Tensor-Efficient High-Dimensional Q-learning
Junyi Wu, Dan Li
TL;DR
TEQL addresses learning in high-dimensional RL by combining a CP low-rank tensor representation of the Q-function with Error-Uncertainty Guided Exploration (EUGE) and a frequency-based penalty to improve sample efficiency. The method represents $\mathcal{Q}$ as $\mathcal{Q} \approx \sum_{r=1}^R \mathbf{f}_{1,r} \otimes \cdots \otimes \mathbf{f}_{N,r}$, achieving an effective parameter count $d_{\text{eff}} = RN$ and updating via block coordinate descent; exploration incorporates both decomposition error and visitation counts. A theoretical regret bound $\mathbb{E}[\mathrm{Regret}_T] = \tilde{\mathcal{O}}(\sqrt{d_{\text{eff}} T})$ is established under structural assumptions, with the penalty term balancing exploration and exploitation. Empirically, TEQL outperforms original tensor-based methods and deep RL baselines on Pendulum-v1 and CartPole-v1, with ablations confirming the benefits of the frequency penalty and EUGE and sensitivity analyses highlighting the trade-offs with discretization granularity.
Abstract
High-dimensional reinforcement learning faces challenges with complex calculations and low sample efficiency in large state-action spaces. Q-learning algorithms struggle particularly with the curse of dimensionality, where the number of state-action pairs grows exponentially with problem size. While neural network-based approaches like Deep Q-Networks have shown success, recent tensor-based methods using low-rank decomposition offer more parameter-efficient alternatives. Building upon existing tensor-based methods, we propose Tensor-Efficient Q-Learning (TEQL), which enhances low-rank tensor decomposition via improved block coordinate descent on discretized state-action spaces, incorporating novel exploration and regularization mechanisms.

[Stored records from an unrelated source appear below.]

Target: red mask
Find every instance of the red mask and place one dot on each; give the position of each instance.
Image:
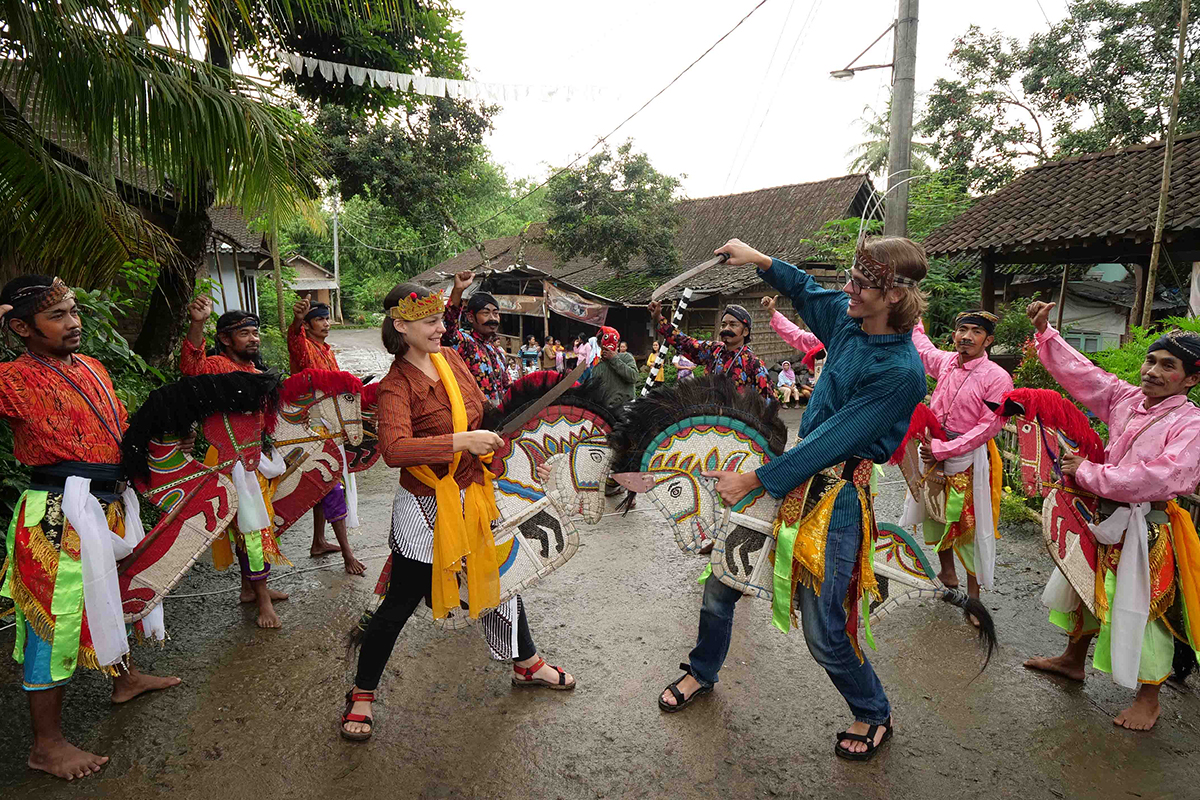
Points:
(609, 337)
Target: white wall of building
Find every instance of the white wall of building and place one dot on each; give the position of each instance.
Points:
(1092, 325)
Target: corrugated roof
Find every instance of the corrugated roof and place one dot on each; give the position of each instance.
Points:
(773, 220)
(1079, 202)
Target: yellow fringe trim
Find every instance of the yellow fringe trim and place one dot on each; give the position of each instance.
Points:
(43, 552)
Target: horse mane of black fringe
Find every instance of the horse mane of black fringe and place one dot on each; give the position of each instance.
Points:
(532, 388)
(705, 395)
(175, 408)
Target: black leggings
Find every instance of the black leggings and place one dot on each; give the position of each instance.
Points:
(409, 583)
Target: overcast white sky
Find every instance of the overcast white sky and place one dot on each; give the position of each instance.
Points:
(801, 126)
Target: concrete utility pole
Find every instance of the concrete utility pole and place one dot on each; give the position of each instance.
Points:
(1147, 306)
(337, 270)
(904, 78)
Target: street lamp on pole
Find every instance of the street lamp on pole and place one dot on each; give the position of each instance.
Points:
(904, 71)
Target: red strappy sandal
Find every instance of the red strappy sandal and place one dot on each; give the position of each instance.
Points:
(353, 697)
(527, 678)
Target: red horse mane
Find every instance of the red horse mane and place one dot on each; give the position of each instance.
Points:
(923, 421)
(1057, 411)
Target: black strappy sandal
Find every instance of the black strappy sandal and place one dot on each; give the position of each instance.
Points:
(352, 697)
(869, 740)
(681, 702)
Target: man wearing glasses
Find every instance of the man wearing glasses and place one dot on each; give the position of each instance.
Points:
(858, 414)
(731, 356)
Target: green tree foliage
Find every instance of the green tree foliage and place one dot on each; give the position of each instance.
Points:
(870, 156)
(1099, 78)
(616, 208)
(1126, 361)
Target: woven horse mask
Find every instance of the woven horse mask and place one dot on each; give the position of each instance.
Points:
(321, 415)
(198, 501)
(701, 423)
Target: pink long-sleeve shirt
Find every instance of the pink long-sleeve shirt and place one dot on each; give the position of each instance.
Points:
(1153, 453)
(959, 397)
(793, 334)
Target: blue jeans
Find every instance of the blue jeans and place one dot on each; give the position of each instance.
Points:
(823, 619)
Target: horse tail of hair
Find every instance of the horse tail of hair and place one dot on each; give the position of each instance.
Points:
(1185, 661)
(972, 607)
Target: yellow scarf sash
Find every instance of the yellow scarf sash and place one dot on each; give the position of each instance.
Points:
(463, 528)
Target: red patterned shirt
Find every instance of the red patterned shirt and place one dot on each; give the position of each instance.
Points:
(742, 365)
(485, 356)
(51, 420)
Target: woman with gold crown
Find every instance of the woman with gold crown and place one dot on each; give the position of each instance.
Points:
(429, 414)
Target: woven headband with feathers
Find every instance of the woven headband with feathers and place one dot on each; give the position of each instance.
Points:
(175, 408)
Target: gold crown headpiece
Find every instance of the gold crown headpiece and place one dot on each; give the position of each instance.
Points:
(413, 307)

The key innovation is an exploration strategy that combines approximation error with visit count-based upper confidence bound to prioritize actions with high uncertainty, avoiding wasteful random exploration. Additionally, we incorporate a frequency-based penalty term in the objective function to encourage exploration of less-visited state-action pairs and reduce overfitting to frequently visited regions. Empirical results on classic control tasks demonstrate that TEQL outperforms conventional matrix-based methods and deep RL approaches in both sample efficiency and total rewards, making it suitable for resource-constrained applications, such as space and healthcare where sampling costs are high.